1. A feeding device, characterized in that, include: A quartz cone (1) includes: a base (101) and a rod (102), wherein the rod (102) is vertically fixed to the center of the base (101), and the base (101) includes a first platform (1021) and a second platform (1022), wherein the lower surface of the first platform (1021) is fixed to the upper surface of the second platform (1022), and at least a portion of the side surface of the first platform (1021) and at least a portion of the side surface of the second platform (1022) are sloped. A quartz tube (2) includes: an inner tube wall (201) and an outer tube wall (202) arranged coaxially, an annular cavity (203) is formed between the inner tube wall (201) and the outer tube wall (202), and at least two connecting parts (204) are provided between the inner tube wall (201) and the outer tube wall (202), the connecting parts (204) keeping the inner tube wall (201) and the outer tube wall (202) relatively fixed in the axial and radial directions; A snap ring (3) is fitted onto the quartz tube (2) and connected to the outer tube wall (202); The quartz cone (1) is movably connected to the quartz tube (2); One end of the rod (102) passes through the inner tube wall (201) and extends out of the quartz tube (2); At one end of the quartz tube (2) facing the base (101), the outer tube wall (202) extends beyond the inner tube wall (201) to form a length difference; There is an accommodating space (205) between the quartz cone (1) and the inner tube wall (201).

2. The feeding device according to claim 1, characterized in that, The first platform (1021) includes: The base is cylindrical. The cone is conical in shape, and its lower surface coincides with the upper surface of the base and is fixedly connected.

3. The feeding device according to claim 1, characterized in that, The second platform (1022) is frustum-shaped, and the area of ​​the upper surface of the second platform (1022) is greater than the area of ​​the lower surface of the second platform (1022).
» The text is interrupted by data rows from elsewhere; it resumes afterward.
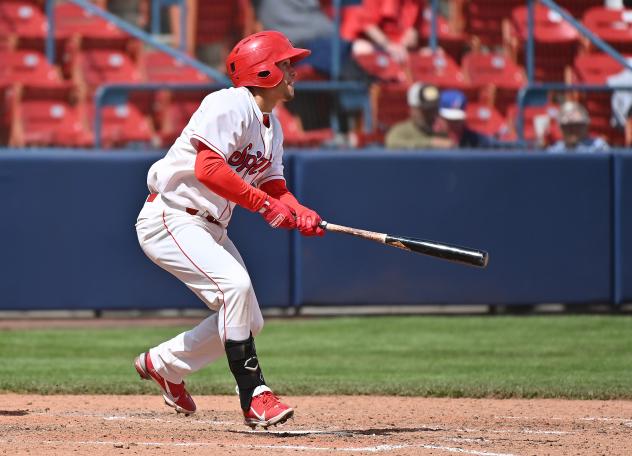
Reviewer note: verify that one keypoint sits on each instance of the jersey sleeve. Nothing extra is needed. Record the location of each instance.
(221, 122)
(275, 170)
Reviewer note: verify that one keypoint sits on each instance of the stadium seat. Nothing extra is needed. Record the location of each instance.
(613, 26)
(293, 133)
(123, 125)
(595, 68)
(389, 105)
(482, 19)
(578, 7)
(555, 41)
(486, 120)
(5, 112)
(72, 20)
(29, 67)
(24, 19)
(96, 67)
(439, 69)
(47, 118)
(530, 114)
(497, 71)
(451, 41)
(173, 110)
(219, 23)
(381, 66)
(161, 67)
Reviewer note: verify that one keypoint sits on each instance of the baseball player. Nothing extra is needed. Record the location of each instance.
(229, 154)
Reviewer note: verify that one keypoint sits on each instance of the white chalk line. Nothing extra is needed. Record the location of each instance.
(585, 418)
(107, 417)
(370, 449)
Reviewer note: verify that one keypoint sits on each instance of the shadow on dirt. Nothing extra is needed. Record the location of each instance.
(341, 432)
(13, 412)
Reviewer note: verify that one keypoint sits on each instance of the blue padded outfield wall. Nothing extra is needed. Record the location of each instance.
(623, 224)
(544, 219)
(70, 243)
(558, 229)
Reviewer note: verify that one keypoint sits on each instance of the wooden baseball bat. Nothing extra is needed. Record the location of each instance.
(448, 252)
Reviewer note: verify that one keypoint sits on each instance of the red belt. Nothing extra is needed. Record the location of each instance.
(189, 210)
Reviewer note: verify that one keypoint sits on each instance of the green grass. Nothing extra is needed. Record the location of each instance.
(544, 356)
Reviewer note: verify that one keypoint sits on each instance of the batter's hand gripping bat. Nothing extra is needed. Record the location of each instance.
(448, 252)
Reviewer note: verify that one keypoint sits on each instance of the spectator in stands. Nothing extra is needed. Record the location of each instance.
(574, 121)
(417, 132)
(307, 26)
(452, 116)
(387, 25)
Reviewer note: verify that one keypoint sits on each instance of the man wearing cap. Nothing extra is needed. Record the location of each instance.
(417, 132)
(574, 121)
(452, 115)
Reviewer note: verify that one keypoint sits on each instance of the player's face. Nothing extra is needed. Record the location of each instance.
(286, 86)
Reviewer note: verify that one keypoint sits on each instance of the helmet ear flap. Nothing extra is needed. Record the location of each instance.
(252, 62)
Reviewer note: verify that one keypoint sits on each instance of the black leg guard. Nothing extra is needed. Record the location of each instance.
(243, 363)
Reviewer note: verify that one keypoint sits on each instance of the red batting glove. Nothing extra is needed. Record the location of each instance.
(307, 221)
(278, 214)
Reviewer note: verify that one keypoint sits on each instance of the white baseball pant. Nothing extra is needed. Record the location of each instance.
(201, 255)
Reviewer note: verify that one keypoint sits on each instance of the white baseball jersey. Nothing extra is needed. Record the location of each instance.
(230, 123)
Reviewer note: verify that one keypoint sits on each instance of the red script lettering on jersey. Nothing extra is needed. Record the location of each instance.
(253, 163)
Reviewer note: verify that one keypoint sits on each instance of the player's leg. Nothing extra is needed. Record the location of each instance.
(187, 247)
(259, 405)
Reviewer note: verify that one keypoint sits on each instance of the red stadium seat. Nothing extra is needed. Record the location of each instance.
(74, 20)
(220, 21)
(595, 69)
(555, 41)
(5, 113)
(173, 112)
(530, 114)
(613, 26)
(578, 7)
(452, 42)
(439, 69)
(29, 67)
(390, 105)
(483, 18)
(123, 124)
(106, 66)
(495, 70)
(382, 66)
(293, 132)
(485, 120)
(46, 122)
(308, 73)
(161, 67)
(23, 19)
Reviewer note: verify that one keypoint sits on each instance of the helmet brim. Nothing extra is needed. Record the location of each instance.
(295, 55)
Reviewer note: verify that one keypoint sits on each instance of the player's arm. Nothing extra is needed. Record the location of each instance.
(307, 219)
(215, 174)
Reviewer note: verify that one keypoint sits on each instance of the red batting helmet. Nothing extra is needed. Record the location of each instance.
(252, 62)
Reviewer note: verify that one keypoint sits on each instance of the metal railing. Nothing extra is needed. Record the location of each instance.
(116, 94)
(534, 86)
(133, 31)
(524, 93)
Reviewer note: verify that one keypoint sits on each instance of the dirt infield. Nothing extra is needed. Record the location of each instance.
(129, 425)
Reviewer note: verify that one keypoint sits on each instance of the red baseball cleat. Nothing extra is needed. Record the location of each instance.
(175, 396)
(266, 409)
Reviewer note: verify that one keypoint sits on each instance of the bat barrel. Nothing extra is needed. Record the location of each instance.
(449, 252)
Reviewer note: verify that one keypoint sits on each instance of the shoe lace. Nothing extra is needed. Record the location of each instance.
(177, 389)
(269, 398)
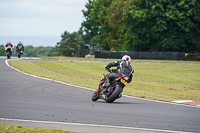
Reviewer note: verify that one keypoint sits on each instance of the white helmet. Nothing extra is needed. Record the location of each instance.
(126, 58)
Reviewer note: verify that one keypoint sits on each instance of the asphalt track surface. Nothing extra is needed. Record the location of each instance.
(32, 101)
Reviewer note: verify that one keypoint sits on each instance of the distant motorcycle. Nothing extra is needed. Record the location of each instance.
(19, 52)
(8, 51)
(111, 93)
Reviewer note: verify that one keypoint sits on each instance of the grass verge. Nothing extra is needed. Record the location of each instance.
(154, 81)
(20, 129)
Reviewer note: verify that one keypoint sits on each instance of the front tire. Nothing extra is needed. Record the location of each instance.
(118, 90)
(95, 97)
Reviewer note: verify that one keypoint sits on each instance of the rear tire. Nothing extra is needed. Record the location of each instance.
(94, 97)
(118, 90)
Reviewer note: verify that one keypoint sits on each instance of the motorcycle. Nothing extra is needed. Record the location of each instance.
(19, 52)
(113, 91)
(8, 51)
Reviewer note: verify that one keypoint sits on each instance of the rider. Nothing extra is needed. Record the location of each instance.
(124, 68)
(8, 44)
(20, 46)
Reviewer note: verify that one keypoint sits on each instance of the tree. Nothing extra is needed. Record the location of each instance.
(2, 52)
(70, 45)
(143, 25)
(164, 25)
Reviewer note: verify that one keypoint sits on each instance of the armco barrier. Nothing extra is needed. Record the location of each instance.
(142, 55)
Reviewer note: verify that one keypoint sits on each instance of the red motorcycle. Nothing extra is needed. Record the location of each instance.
(113, 91)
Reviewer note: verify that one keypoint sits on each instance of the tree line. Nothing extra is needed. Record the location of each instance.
(30, 51)
(143, 25)
(130, 25)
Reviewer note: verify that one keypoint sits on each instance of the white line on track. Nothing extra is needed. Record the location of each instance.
(167, 102)
(92, 125)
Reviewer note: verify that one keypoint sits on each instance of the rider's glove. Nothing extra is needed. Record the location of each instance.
(107, 68)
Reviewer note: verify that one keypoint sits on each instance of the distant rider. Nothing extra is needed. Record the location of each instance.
(9, 44)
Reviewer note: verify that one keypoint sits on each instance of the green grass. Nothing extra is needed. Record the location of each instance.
(63, 58)
(20, 129)
(154, 81)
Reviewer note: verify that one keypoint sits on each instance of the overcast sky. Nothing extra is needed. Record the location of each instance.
(40, 17)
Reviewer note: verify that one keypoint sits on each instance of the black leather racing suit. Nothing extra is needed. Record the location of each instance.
(124, 68)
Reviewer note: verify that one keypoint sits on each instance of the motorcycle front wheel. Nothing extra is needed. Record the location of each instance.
(94, 97)
(118, 90)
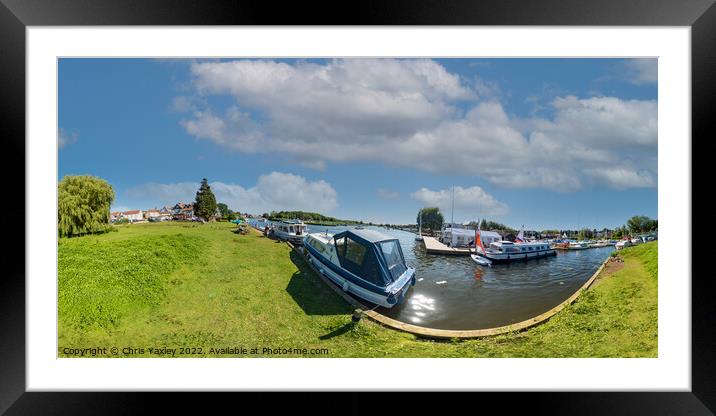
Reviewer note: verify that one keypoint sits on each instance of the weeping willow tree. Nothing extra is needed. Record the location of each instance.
(83, 205)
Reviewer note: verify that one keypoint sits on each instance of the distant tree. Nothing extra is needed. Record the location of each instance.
(205, 203)
(585, 234)
(223, 209)
(432, 219)
(83, 205)
(641, 224)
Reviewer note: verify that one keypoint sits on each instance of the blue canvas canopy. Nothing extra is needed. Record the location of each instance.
(372, 255)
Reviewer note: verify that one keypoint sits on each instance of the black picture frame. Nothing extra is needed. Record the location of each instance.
(16, 15)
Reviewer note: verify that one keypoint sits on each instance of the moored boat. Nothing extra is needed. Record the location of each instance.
(623, 243)
(578, 245)
(507, 251)
(366, 263)
(290, 230)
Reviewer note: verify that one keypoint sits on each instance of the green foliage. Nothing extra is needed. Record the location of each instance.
(83, 204)
(647, 254)
(212, 296)
(432, 218)
(205, 204)
(491, 225)
(585, 234)
(305, 216)
(641, 224)
(102, 281)
(223, 209)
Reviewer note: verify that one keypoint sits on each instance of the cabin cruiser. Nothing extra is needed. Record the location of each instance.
(290, 230)
(578, 245)
(366, 263)
(623, 243)
(507, 251)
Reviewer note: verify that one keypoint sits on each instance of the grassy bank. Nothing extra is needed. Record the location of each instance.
(202, 286)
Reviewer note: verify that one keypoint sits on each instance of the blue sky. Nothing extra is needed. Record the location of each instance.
(548, 143)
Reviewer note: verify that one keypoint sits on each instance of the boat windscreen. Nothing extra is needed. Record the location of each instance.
(359, 260)
(393, 257)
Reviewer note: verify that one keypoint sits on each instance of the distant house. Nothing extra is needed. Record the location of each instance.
(151, 213)
(182, 211)
(133, 215)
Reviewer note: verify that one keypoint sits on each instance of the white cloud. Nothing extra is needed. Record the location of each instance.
(387, 193)
(65, 138)
(274, 191)
(472, 200)
(622, 178)
(641, 71)
(404, 112)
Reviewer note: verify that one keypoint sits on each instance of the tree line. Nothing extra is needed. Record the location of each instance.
(84, 201)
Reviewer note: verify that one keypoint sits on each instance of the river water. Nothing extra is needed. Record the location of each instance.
(454, 292)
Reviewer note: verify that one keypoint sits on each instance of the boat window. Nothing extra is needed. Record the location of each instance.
(393, 258)
(359, 260)
(355, 252)
(341, 246)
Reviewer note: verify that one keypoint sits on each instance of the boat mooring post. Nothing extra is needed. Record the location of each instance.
(357, 315)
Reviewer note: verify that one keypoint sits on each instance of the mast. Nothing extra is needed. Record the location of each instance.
(452, 214)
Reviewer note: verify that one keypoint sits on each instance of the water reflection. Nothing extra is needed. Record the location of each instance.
(457, 293)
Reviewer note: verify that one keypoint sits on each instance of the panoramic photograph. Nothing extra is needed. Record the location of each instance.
(357, 207)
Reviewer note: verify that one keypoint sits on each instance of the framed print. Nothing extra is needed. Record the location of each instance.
(428, 198)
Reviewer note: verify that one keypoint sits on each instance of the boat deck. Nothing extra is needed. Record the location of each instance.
(433, 246)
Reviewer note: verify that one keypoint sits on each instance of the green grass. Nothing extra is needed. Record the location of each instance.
(202, 286)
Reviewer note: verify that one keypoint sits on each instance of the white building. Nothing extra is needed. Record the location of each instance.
(133, 215)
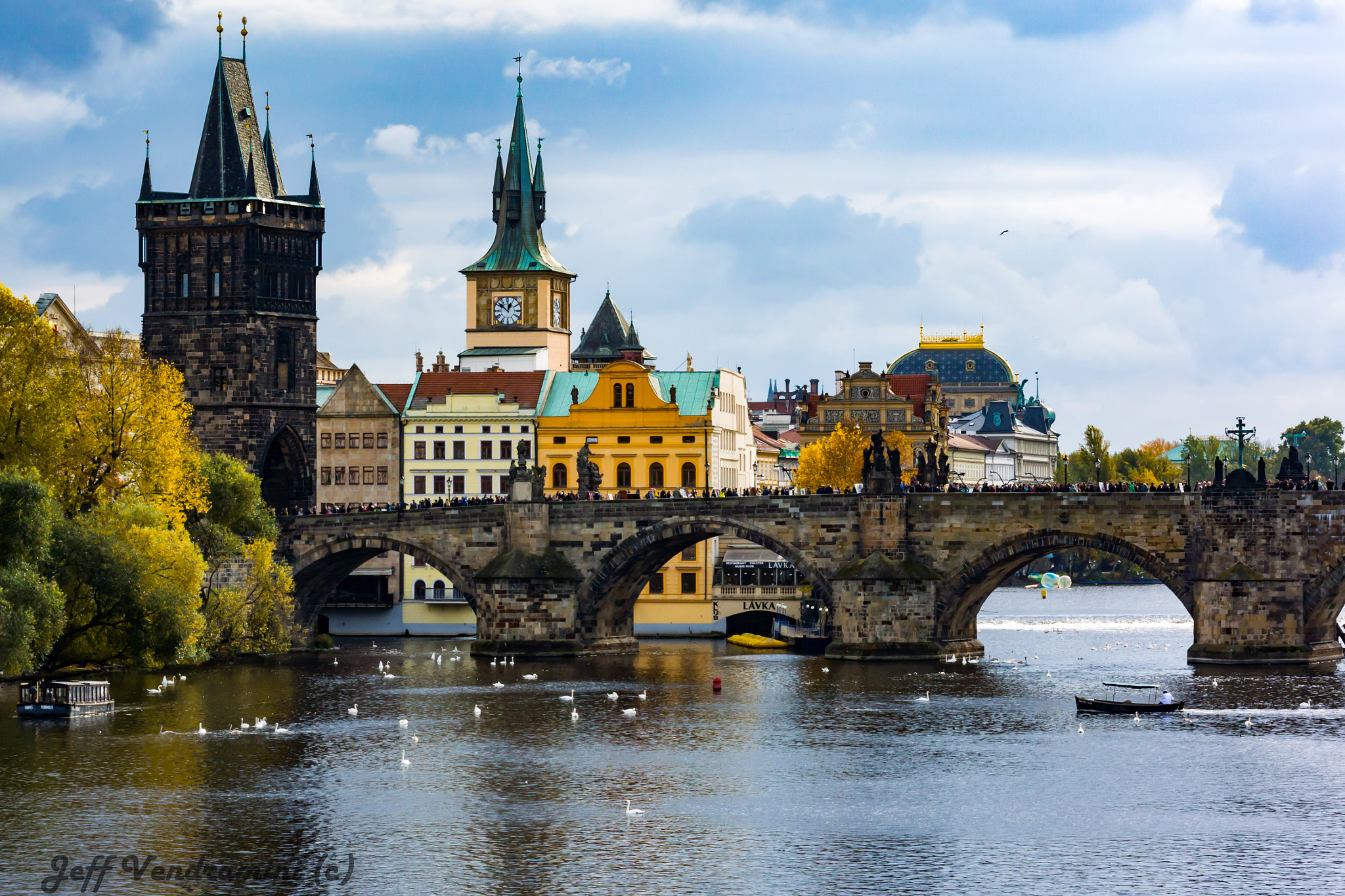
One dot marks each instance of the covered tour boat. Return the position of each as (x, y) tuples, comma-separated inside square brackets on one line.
[(64, 699), (1126, 707)]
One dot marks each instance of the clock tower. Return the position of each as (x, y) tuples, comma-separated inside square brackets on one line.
[(518, 296)]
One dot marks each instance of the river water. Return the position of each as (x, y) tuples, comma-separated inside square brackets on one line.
[(794, 779)]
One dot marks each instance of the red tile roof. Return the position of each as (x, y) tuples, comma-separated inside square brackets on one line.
[(526, 387), (396, 393)]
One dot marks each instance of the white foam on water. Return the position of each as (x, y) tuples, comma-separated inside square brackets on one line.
[(1082, 624)]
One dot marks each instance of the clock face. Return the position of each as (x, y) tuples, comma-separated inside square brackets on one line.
[(508, 309)]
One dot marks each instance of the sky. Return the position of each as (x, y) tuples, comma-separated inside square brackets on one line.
[(789, 187)]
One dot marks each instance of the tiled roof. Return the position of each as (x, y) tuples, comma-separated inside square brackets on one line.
[(396, 394), (525, 386)]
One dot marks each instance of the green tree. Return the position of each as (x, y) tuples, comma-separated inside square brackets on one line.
[(32, 606)]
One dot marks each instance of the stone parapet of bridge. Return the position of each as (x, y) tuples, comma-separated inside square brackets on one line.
[(903, 575)]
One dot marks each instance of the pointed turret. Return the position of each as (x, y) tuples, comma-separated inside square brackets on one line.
[(147, 190), (518, 234)]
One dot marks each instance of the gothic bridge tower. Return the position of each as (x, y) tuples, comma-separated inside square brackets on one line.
[(231, 292), (518, 296)]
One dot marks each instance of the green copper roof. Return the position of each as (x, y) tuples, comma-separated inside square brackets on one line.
[(518, 234)]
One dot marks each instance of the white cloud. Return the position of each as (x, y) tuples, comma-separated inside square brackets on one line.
[(609, 70), (26, 109)]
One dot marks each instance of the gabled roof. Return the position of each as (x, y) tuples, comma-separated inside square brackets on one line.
[(604, 337), (525, 387), (518, 233)]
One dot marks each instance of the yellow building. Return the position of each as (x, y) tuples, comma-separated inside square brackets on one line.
[(653, 431)]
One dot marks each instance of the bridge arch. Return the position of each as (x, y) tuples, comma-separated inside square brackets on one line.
[(607, 597), (963, 591), (319, 570)]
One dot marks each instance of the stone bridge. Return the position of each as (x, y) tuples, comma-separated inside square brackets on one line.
[(903, 575)]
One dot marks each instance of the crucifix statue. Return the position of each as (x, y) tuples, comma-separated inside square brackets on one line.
[(1241, 433)]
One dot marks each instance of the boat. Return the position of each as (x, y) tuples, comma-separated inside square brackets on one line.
[(1126, 707), (64, 699)]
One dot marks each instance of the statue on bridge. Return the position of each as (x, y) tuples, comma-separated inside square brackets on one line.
[(586, 476)]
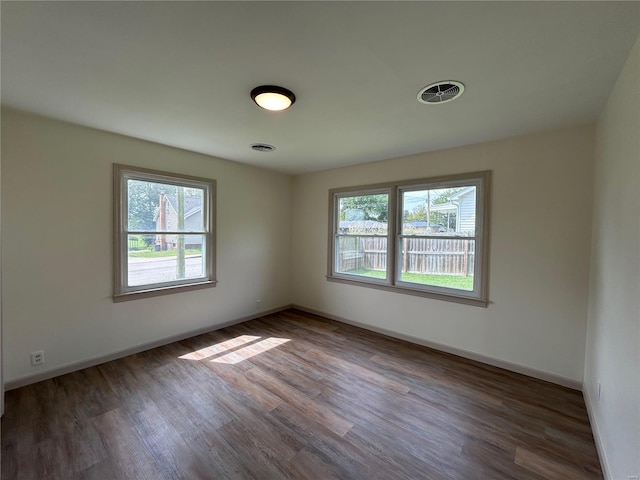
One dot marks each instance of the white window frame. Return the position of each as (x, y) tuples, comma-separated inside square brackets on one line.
[(479, 296), (123, 291)]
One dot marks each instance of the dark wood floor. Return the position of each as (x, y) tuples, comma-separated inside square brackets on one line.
[(293, 395)]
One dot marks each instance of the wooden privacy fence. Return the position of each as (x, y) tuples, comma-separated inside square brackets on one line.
[(442, 256)]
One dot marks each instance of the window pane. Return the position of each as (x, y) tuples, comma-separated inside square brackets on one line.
[(156, 259), (366, 256), (439, 262), (156, 206), (366, 214), (442, 211)]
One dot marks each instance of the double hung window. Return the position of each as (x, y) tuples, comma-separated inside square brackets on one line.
[(164, 232), (424, 237)]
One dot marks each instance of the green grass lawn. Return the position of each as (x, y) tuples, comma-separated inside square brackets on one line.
[(450, 281), (161, 253)]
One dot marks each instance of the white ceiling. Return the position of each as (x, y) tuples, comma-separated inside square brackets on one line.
[(180, 73)]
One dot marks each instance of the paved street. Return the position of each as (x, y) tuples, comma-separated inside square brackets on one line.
[(155, 270)]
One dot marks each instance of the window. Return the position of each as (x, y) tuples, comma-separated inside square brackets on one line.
[(427, 237), (164, 232)]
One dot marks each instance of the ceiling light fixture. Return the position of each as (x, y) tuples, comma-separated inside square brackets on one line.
[(272, 97)]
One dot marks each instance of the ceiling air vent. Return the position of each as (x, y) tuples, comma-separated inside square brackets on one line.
[(441, 92), (263, 147)]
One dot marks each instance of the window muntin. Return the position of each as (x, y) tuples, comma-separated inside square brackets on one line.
[(164, 238), (438, 247)]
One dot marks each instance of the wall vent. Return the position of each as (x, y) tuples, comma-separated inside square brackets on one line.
[(263, 147)]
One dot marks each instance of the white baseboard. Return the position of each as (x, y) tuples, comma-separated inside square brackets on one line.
[(91, 362), (513, 367), (604, 463)]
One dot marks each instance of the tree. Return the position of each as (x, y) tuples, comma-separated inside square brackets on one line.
[(144, 198), (365, 207)]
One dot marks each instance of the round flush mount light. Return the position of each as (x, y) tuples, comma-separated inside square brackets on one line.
[(441, 92), (272, 97), (263, 147)]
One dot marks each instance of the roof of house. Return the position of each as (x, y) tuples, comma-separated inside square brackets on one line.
[(191, 205)]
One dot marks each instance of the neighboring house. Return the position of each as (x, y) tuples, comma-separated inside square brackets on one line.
[(424, 227), (167, 219), (463, 204), (368, 227)]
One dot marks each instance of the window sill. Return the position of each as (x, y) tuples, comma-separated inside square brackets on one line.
[(155, 292), (410, 291)]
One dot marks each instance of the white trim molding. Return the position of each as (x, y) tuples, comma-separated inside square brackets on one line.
[(91, 362), (512, 367), (604, 463)]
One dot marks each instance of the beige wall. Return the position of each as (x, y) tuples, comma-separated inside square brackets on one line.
[(540, 229), (613, 334), (57, 245)]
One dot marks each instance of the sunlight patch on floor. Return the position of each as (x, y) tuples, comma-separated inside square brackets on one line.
[(235, 350), (219, 348), (249, 351)]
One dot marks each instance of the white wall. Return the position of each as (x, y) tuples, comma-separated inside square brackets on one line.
[(57, 245), (613, 333), (540, 243)]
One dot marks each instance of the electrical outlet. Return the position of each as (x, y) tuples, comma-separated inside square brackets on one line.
[(37, 358)]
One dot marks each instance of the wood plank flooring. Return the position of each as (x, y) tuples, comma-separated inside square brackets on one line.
[(296, 396)]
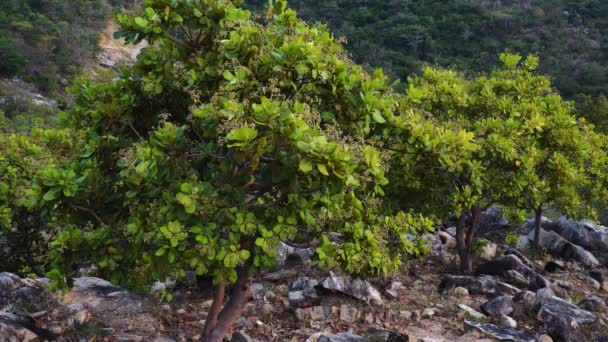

4. The feeding device according to claim 1, characterized in that, The snap ring (3) is a flange.

5. The feeding device according to claim 1, characterized in that, The at least two connecting parts (204) are evenly spaced around the quartz tube (2).

6. The feeding device according to claim 1 or 5, characterized in that, The connecting part (204) is cylindrical, and the axis of the connecting part (204) is parallel to the axis of the quartz tube (2). The connecting part (204) is connected to the outer surface of the inner tube wall (201) and the inner surface of the outer tube wall (202) respectively.

7. The feeding device according to claim 1 or 5, characterized in that, The number of connecting parts (204) is 3 or 4.

8. The feeding device according to claim 1, characterized in that, The outer diameter of the first platform (1021) matches the inner diameter of the inner tube wall (201).

9. The feeding device according to claim 1, characterized in that, The outer diameter of the second platform (1022) matches the inner diameter of the outer tube wall (202).

10. A crystal pulling furnace, characterized in that, Includes the feeding device as described in any one of claims 1 to 9.